You are totally right. Optimization should be the last step in normal application development, and in many cases it turns out that no optimization is necessary at all. Micro-optimization, in particular, should be the domain of the machine and its code optimizer.

But …
I really love to write efficient code, and to write it efficiently. For the latter, I need some feeling on what can be left to machine optimization, and what not. I am new to Julia, but have a long development history in Java (and older languages). I have to change my coding style.

In your example, you removed the redundancy loopf1/loopf2 by passing f1/f2 as argument - clearly more concise, better maintainable code.
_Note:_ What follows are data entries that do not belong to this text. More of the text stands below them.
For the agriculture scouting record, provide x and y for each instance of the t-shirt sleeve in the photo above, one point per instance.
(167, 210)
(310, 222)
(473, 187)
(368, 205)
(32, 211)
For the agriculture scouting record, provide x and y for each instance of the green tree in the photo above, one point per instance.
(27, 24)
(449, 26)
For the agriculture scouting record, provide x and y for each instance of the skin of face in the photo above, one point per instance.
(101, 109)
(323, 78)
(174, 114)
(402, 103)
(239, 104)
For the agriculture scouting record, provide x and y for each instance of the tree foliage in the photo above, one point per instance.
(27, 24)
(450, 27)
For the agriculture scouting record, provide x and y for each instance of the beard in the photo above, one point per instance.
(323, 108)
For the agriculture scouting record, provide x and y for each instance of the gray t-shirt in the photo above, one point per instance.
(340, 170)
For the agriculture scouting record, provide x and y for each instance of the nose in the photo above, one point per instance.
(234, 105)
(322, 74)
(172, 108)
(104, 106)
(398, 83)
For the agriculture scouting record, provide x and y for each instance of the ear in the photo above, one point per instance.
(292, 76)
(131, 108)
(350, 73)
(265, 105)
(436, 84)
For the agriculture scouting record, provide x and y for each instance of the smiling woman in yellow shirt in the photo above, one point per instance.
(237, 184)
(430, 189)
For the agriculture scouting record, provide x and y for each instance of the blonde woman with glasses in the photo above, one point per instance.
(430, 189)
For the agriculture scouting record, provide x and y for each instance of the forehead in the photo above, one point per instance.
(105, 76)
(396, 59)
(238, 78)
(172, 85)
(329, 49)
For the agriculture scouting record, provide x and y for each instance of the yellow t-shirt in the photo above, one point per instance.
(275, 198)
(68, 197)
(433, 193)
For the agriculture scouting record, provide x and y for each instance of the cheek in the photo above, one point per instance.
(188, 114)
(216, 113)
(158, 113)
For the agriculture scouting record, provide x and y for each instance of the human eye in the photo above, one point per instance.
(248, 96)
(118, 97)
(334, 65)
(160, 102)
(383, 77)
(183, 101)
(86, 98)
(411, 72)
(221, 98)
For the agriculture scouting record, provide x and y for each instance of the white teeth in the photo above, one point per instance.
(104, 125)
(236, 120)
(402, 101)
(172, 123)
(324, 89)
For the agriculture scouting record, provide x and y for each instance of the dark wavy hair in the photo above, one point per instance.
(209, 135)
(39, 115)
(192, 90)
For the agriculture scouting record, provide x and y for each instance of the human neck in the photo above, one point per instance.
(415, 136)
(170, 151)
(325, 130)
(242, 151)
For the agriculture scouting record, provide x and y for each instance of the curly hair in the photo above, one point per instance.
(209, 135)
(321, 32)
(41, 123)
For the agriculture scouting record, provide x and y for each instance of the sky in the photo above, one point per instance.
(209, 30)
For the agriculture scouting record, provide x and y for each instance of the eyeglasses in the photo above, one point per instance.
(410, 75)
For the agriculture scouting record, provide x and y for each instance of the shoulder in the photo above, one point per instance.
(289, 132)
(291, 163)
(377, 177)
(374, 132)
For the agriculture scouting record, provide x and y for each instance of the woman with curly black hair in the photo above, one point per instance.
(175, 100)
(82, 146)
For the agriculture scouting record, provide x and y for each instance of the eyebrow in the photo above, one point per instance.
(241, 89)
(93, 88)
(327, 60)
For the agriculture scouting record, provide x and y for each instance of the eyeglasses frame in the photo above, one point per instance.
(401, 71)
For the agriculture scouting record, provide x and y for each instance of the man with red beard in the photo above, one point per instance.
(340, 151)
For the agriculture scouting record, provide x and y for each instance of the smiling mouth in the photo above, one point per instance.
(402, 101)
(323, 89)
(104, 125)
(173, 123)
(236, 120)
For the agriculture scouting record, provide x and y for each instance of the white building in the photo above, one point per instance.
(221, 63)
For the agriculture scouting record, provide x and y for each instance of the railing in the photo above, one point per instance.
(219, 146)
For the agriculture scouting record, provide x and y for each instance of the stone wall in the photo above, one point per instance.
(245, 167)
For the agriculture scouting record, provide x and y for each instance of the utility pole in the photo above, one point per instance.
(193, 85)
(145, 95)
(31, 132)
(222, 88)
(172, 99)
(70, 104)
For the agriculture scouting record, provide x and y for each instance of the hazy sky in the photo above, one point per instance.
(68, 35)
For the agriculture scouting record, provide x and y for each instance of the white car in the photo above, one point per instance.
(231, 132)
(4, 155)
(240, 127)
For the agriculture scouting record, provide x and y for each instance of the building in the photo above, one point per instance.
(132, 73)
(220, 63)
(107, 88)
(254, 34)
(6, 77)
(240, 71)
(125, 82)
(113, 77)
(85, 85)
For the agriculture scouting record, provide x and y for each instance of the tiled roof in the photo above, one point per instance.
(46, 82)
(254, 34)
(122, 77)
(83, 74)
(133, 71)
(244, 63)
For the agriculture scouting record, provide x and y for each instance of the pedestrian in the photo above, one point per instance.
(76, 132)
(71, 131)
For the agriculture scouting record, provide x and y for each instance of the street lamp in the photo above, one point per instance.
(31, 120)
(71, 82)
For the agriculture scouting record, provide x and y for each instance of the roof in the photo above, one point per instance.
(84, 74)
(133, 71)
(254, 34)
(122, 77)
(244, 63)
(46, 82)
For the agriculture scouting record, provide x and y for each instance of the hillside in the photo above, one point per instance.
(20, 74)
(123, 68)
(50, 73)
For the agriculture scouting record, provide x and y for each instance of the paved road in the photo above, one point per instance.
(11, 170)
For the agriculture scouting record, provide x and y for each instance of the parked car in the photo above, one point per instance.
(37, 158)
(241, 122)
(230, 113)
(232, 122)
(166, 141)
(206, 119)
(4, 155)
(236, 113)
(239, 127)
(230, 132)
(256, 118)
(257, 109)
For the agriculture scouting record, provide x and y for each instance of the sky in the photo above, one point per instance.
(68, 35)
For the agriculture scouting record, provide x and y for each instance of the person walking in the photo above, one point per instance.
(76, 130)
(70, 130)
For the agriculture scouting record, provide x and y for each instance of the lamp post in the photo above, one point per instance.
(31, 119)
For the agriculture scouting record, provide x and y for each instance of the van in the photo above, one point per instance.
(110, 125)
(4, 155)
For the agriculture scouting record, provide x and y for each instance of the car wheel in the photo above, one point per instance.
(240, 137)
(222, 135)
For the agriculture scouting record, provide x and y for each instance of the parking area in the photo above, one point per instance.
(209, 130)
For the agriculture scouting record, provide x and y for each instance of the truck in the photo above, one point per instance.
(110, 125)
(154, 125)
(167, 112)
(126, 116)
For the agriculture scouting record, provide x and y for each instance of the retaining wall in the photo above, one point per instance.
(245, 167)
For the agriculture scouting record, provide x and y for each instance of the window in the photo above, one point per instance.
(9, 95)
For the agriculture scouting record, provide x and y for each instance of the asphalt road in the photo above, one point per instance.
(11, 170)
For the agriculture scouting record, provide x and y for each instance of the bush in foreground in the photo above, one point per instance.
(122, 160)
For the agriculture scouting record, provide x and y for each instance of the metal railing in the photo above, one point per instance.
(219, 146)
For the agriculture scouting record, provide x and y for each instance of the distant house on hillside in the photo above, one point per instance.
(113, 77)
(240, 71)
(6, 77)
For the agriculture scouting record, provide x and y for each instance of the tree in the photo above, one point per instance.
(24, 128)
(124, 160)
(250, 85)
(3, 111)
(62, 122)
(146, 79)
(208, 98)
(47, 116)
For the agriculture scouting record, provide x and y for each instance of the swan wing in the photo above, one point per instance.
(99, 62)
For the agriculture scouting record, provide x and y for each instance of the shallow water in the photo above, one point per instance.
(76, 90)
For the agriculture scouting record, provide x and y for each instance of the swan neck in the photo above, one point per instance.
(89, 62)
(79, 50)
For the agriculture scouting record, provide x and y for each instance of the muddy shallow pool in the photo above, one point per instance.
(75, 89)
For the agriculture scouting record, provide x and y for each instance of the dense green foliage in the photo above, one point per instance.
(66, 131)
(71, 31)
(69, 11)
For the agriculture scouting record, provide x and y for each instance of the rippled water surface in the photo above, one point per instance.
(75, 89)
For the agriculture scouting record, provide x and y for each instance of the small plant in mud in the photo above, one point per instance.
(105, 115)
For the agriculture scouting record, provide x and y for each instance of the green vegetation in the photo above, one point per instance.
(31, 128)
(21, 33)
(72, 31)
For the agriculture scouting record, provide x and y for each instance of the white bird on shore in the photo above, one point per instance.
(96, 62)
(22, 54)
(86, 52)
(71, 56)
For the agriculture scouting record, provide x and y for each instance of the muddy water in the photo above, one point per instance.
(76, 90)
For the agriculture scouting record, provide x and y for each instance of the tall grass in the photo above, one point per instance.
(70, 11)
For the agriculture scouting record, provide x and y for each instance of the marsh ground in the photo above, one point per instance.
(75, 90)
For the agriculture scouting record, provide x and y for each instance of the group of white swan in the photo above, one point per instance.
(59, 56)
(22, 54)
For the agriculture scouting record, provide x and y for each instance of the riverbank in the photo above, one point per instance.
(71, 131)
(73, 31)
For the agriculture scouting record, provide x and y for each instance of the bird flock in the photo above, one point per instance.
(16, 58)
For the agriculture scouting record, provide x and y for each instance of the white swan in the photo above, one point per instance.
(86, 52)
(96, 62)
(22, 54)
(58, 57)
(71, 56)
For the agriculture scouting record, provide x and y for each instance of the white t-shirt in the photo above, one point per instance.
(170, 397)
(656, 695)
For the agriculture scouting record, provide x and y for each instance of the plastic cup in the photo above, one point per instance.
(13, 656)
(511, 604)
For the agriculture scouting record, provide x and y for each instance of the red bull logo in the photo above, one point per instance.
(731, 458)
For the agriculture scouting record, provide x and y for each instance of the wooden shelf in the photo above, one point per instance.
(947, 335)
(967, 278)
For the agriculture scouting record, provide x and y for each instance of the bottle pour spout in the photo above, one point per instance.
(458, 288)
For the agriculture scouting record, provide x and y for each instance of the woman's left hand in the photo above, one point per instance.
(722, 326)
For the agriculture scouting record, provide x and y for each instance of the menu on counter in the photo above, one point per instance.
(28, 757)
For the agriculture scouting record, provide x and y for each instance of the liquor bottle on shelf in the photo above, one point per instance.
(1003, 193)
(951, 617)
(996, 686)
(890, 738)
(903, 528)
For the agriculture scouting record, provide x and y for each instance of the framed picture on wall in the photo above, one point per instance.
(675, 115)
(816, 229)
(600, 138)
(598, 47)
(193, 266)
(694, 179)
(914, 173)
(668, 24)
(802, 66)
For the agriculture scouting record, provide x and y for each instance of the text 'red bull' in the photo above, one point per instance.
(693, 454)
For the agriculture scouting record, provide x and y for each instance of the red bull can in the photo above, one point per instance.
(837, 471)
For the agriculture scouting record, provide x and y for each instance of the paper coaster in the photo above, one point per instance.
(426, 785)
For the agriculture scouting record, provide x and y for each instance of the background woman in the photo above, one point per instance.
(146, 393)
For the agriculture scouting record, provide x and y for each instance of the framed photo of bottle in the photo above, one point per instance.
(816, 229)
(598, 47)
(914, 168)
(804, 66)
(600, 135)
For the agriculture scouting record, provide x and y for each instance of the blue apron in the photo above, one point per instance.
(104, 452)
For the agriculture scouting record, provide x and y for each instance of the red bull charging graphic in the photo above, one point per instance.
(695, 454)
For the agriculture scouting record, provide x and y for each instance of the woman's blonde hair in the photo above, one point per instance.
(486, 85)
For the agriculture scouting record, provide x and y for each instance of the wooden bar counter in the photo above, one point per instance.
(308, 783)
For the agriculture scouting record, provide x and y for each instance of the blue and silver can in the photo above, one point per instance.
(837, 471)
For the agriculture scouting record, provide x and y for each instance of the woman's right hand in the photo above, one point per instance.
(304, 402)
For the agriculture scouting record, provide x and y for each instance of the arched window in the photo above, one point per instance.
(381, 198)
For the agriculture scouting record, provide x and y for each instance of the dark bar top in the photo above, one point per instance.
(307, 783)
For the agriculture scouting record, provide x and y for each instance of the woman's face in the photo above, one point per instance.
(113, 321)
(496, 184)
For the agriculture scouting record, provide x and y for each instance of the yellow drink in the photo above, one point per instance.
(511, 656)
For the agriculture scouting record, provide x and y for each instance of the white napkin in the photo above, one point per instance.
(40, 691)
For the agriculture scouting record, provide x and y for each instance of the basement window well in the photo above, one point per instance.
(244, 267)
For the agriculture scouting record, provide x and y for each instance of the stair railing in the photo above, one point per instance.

Important to me: it has no performance penalty, it is all optimized away by LLVM. Doing the same in Java, obeying good coding style (declare function parameter as an interface) and in a nontrivial application having many functions implementing that interface, it could significantly impact performance: if the loop method is too large to get inlined, the JVM is stuck with a costly interface dispatch for the Java way of a function pointer call.

You helped me a lot towards a better understanding of Julia, thanks.

4 Likes

I had a first look at it … seems to need some familiarization. Not quite clear to me what side effects the initialization by interpolation has. I was able to run a benchmark in REPL, but putting the @benchmark statement into a test method did not work (no output).

Do you know about a tutorial with some nontrivial examples?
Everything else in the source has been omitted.